|
July, 2005
Every decade and most presidencies have their signature
contributions to language usage. True to form, everywhere
you look these days someone is putting together a ‘roadmap’ for
solving this or that issue.
Which would be cool, but then I think about my own use
of such items and get discouraged. I seldom reach for that
coffee-stained
and accordion-pleated item, jammed as it usually is in the
side-pocket of my car door, unless I am truly lost.
I’ve
had the feeling that this administration, perhaps (but not
necessarily) more than most, has found itself way off the
main highway in a confusion of side roads and unmarked byways.
Cheney's been driving and he never asks directions.

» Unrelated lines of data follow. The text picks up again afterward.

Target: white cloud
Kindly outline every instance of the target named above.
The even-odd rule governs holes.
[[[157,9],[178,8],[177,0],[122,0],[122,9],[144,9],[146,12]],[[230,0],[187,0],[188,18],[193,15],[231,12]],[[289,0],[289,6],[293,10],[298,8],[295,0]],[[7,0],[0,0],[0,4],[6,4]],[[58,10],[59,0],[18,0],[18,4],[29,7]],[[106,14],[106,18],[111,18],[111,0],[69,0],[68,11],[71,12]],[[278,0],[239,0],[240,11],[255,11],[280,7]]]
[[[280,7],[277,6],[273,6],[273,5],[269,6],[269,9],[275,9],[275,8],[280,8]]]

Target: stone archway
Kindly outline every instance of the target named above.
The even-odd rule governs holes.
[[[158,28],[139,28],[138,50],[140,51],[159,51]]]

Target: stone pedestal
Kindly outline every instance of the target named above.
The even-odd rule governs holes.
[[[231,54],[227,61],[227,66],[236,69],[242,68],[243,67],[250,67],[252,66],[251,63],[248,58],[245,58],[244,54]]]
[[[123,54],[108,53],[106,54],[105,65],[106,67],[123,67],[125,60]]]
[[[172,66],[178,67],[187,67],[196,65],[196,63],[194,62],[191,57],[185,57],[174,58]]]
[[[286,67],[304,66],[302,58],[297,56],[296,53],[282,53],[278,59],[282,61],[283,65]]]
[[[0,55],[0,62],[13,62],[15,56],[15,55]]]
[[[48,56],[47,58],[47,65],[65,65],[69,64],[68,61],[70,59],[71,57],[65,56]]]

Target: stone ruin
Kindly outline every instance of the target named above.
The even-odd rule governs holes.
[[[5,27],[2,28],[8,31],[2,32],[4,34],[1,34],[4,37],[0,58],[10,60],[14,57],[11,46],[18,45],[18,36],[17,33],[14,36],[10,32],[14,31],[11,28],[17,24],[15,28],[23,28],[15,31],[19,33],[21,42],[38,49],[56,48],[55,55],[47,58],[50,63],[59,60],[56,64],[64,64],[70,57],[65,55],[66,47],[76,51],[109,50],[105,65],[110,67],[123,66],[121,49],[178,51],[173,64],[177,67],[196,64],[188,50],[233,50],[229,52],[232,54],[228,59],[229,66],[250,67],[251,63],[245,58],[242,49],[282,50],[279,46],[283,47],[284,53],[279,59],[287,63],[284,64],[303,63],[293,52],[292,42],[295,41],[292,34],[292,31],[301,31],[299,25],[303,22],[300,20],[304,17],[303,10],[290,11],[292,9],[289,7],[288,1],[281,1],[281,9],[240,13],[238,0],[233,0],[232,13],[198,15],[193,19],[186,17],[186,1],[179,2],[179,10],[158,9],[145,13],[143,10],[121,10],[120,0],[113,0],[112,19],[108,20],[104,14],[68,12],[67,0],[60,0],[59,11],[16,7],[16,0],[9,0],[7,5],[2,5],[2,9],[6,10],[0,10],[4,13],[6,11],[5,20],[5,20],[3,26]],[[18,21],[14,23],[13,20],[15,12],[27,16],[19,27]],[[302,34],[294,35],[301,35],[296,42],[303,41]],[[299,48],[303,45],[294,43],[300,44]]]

Anyway, I find it interesting that just a quick Googling
of ‘road map’ brings up the following unusual
usages on the first three pages:
- National Institute of Health’s roadmap for accelerating
medical discovery
- Transsexual Roadmap, transition is merely
a journey
- Bureau of Indian Affairs roadmap, which it claims
is only a plan for a roadmap
- Bush’s roadmap for Israeli-Palestinian
peace
- NASA’s astrobiology roadmap outlining
multiple pathways for research
- A Federal Grants roadmap,
leading to the money
- A dietary roadmap to lose weight
- A roadmap to
the United States Constitution
So, what are we to make of all these roadmaps offered to
us as if they meant something? Is it an invitation to connect
the dots and see a faint outline of the Big Picture? A stupid
analogy to keep us believing something is actually happening
when it’s not?
When I was a kid, we spent evenings as a family with road
maps spread all over the living room floor, plotting out
the
summer trip. It was great. The anticipation built and built.
But then we knew we were actually going somewhere.